周围的人群顿时爆发出一阵哄笑声,看向年轻人的眼神里充满了嘲讽。刚才还得意洋洋的,现在就像是一只斗败了的公鸡,垂头丧气。
沈万山和吴大师也愣住了,他们看着楚凡,眼神里充满了震惊和难以置信。他们怎么也想不通,楚凡到底是怎么做到的?难道他真的会鉴玉?还是说,他的运气真的好到了这种地步?

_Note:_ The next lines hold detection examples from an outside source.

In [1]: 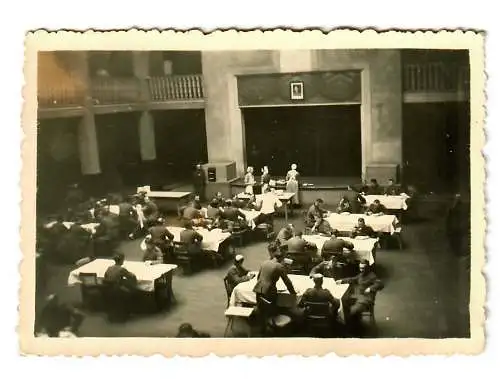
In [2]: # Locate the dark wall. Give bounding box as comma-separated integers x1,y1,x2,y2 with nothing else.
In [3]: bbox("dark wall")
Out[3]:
403,103,470,192
37,118,81,211
153,109,207,183
149,51,202,76
95,112,141,190
243,105,361,177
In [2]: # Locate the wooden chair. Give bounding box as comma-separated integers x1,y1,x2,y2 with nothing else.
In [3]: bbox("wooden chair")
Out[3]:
78,272,103,309
174,242,197,274
224,306,254,337
224,277,232,308
257,297,292,335
304,302,333,337
392,226,404,250
285,252,312,275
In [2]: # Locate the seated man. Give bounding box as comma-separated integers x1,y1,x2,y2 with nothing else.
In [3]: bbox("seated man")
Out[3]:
221,199,247,231
142,236,163,264
142,196,160,227
36,294,84,337
384,179,401,196
180,220,203,255
286,230,316,255
299,274,340,317
305,199,332,234
212,192,226,208
148,218,174,261
337,195,352,213
254,190,283,229
337,260,384,322
366,179,383,195
321,230,354,257
343,186,366,213
103,253,137,321
351,218,376,238
225,254,255,292
366,199,387,216
189,195,201,210
276,224,294,245
118,198,137,236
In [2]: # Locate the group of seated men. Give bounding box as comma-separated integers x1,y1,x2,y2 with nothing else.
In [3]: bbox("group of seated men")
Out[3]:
225,243,384,333
179,190,281,238
37,194,164,263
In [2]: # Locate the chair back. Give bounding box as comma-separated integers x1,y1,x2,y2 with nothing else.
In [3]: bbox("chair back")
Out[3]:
224,276,232,307
285,253,311,275
78,272,98,287
304,302,331,320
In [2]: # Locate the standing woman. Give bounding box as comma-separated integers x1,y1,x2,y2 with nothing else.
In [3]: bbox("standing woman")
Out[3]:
285,163,300,206
245,166,255,195
260,166,271,193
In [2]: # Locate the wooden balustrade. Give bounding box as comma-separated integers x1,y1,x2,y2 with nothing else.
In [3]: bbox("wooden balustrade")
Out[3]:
148,75,204,102
403,62,469,92
91,77,141,105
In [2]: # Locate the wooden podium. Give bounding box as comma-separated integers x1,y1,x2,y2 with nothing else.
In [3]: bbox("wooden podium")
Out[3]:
203,161,237,199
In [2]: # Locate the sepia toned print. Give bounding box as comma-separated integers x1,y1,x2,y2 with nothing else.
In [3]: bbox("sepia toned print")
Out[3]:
19,30,486,356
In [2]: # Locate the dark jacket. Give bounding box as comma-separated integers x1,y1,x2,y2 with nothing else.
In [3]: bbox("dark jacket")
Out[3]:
321,237,354,254
226,265,249,292
149,225,174,244
299,288,340,314
351,225,376,238
341,271,384,304
253,259,296,301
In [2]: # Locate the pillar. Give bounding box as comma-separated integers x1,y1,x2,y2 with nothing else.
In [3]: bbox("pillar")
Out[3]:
73,51,101,175
132,51,156,161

只有楚凡自己知道,这根本不是运气。对于他来说,用神识探查毛料,就像是用眼睛看东西一样简单。想要赢这场赌局,不过是举手之劳而已。
楚凡负手而立,身形挺拔如松,他目光淡淡扫过面前脸色青一阵白一阵的年轻人,声音不高,却字字清晰,像带着冰碴子,砸在每个人的耳膜上:“公子,磨磨蹭蹭的像什么样子?五亿,赶紧转过来。还有,把商家的毛料钱,一并结了。”
“小子!你别太过分!”年轻人咬牙切齿,眼神里几乎要喷出火来,“不就是几五个亿吗?你真当老子拿不出五亿?”

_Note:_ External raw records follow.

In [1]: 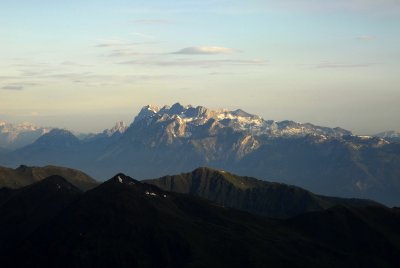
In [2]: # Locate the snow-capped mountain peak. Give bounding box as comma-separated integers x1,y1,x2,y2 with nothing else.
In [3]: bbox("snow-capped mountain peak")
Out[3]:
103,121,128,137
0,121,52,149
132,103,351,137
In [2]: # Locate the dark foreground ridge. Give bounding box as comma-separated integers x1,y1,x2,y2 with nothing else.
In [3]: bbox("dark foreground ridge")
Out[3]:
0,174,400,267
146,167,382,218
0,165,98,191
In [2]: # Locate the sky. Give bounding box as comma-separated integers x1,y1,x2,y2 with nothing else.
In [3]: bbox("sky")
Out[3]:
0,0,400,134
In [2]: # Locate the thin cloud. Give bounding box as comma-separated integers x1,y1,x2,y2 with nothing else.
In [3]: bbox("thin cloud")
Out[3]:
1,85,24,91
316,62,371,69
133,19,174,25
94,41,159,48
172,46,235,55
120,59,269,68
356,35,376,41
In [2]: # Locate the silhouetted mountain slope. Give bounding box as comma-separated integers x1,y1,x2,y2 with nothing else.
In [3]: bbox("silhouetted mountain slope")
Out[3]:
0,174,400,267
374,130,400,143
0,165,98,190
0,103,400,206
0,176,81,252
285,206,400,267
146,168,379,218
232,137,400,206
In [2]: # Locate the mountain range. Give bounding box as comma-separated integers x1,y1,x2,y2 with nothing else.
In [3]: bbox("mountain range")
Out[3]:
0,165,98,191
0,174,400,267
144,167,382,218
0,121,51,152
0,103,400,205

“拿不拿得出,不是你说了算的。”楚凡眼皮都没抬一下,语气依旧平淡,“愿赌服输,这么简单的道理,你不会不懂吧?还是说,你的信誉,连五亿都不值?”
这话一出,周围顿时响起一阵低低的议论声。
“这小子可是当众说要打赌的,也是他先挑衅的,要是不认账,以后怕是没法在圈子里混了。”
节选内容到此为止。